Not All Climate Pollutants Are Created Equal | Commentary
Not all climate pollutants are created equal. While carbon dioxide shoulders a lot of the blame, it’s not the only bad actor when it comes to the climate. Short-lived climate pollutants, or the soot, methane and refrigerants that we call “super pollutants,” can warm the climate at a rate thousands of times greater than carbon dioxide. To tackle this important and far-reaching problem, we’ve introduced bipartisan legislation called the Super Pollutants Act of 2014.
Why are these super pollutants important? When it comes to combating climate change, targeting them gets you the biggest bang for your buck. Cutting these pollutants alone could slow climate warming by as much as 0.5 degrees Celsius, avoid 2 million premature deaths each year and save 30 million tons of crops annually.

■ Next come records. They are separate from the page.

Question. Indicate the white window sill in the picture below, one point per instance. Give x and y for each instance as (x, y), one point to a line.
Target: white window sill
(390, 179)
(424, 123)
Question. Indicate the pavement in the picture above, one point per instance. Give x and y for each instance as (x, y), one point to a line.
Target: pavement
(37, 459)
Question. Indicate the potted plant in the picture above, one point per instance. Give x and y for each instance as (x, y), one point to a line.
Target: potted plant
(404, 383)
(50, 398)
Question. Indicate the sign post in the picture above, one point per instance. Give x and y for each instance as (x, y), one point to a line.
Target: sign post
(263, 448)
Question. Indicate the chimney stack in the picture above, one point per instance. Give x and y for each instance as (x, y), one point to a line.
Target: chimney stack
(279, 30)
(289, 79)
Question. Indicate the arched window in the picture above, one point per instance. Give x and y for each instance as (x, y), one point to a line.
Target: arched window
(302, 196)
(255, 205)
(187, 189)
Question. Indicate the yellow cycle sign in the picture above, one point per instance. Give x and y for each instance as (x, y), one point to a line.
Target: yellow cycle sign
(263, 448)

Although they persist in the atmosphere for a short time span when compared to CO2, these pollutants do a lot of damage while they’re there. The most common refrigerant compound used in cars and refrigerators warms the climate at 1,300 times the rate of CO2. Soot, including the black carbon emitted from traditional cookstoves, can warm the climate over a thousand times faster than CO2. Methane warms the climate 34 times faster than CO2. As the developing world modernizes, emissions of all three of these pollutants are likely to skyrocket — unless we do something.
These super pollutants can be tackled quickly and effectively. Furthermore, the U.S. is already a leader in the technologies needed to drive reductions. We are well-positioned to employ alternatives to the chemicals used in refrigeration and air conditioning, do a better job of replacing traditional cookstoves and diesel engines that generate soot, and harness fugitive methane seeping out of landfills, wastewater plants and pipelines.

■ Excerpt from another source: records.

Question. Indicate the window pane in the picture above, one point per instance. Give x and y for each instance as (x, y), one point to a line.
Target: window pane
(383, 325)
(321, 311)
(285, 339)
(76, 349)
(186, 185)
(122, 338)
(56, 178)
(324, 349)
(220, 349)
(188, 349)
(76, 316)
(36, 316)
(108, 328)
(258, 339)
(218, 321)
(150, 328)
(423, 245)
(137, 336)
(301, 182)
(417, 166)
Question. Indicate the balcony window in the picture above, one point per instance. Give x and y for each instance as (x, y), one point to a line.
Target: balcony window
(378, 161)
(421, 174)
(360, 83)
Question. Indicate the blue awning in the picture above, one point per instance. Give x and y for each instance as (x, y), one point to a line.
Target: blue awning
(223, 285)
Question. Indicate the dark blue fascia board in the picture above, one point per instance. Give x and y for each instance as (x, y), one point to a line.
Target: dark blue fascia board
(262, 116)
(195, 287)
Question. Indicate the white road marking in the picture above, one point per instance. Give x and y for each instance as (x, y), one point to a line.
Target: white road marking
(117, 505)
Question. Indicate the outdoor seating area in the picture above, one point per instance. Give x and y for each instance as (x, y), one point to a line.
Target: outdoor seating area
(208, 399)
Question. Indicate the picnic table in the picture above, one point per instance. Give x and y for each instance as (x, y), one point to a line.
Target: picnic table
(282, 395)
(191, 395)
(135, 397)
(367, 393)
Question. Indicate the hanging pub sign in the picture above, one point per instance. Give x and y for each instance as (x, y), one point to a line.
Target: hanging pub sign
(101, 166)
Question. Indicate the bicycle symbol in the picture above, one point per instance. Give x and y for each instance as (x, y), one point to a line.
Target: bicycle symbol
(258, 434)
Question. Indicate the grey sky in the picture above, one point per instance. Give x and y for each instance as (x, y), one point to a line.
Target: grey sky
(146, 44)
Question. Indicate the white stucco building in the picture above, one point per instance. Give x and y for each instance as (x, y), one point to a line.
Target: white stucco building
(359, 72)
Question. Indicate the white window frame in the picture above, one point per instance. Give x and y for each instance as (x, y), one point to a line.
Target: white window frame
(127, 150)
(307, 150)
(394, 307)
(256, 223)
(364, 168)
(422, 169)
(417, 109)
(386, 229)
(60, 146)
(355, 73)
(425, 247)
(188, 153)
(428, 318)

Our legislation will help reduce super pollutants in our atmosphere by taking a number of steps to enable federal agencies to work with the business and nonprofit communities to speed the adoption of super pollutant-reducing technologies and policies, all while supporting American-led innovations to reduce these pollutants. Our legislation aims to foster interagency cooperation on super pollutants; prioritize commonsense, emissions-reduction strategies; and employ existing federal authorities and diplomatic programs through the recycling of high-global warming potential refrigerants, the mitigation of methane leaks, and expanding access to diesel-scrubbing technologies.
Taking these steps can save money, drive economic growth, and prevent death and disease around the world while helping to jump-start meaningful action on climate change. Calls for exporting clean diesel technologies and access to clean cookstoves are just two examples that have previously drawn bipartisan support.
The legislation’s approach has been endorsed by interested stakeholders in both the business and nongovernmental organization communities. The director of the Climate and Clean Air Program at the National Resources Defense Council noted the need for “adding legislative muscle to the fight to curb key pollutants” such as methane. Similarly, United Technologies Building and Industrial Systems, a leading provider to building systems worldwide, stated that the proposal “promotes both ozone protection and improved energy efficiency of newer systems.” DuPont said the bill reflects “the kinds of common sense approaches” that both businesses and NGOs support. The Alliance for Responsible Atmospheric Policy has also lauded the bill’s use of “market-oriented solutions” to address super pollutants.
While we recognize how difficult it is to enact new policies, we hope that our legislation will raise awareness of these harmful super pollutants — and signal that there’s some bipartisan willingness to address them in a common-sense way.
Sen. Christopher S. Murphy is a Democrat from Connecticut. Sen. Susan Collins is a Republican from Maine.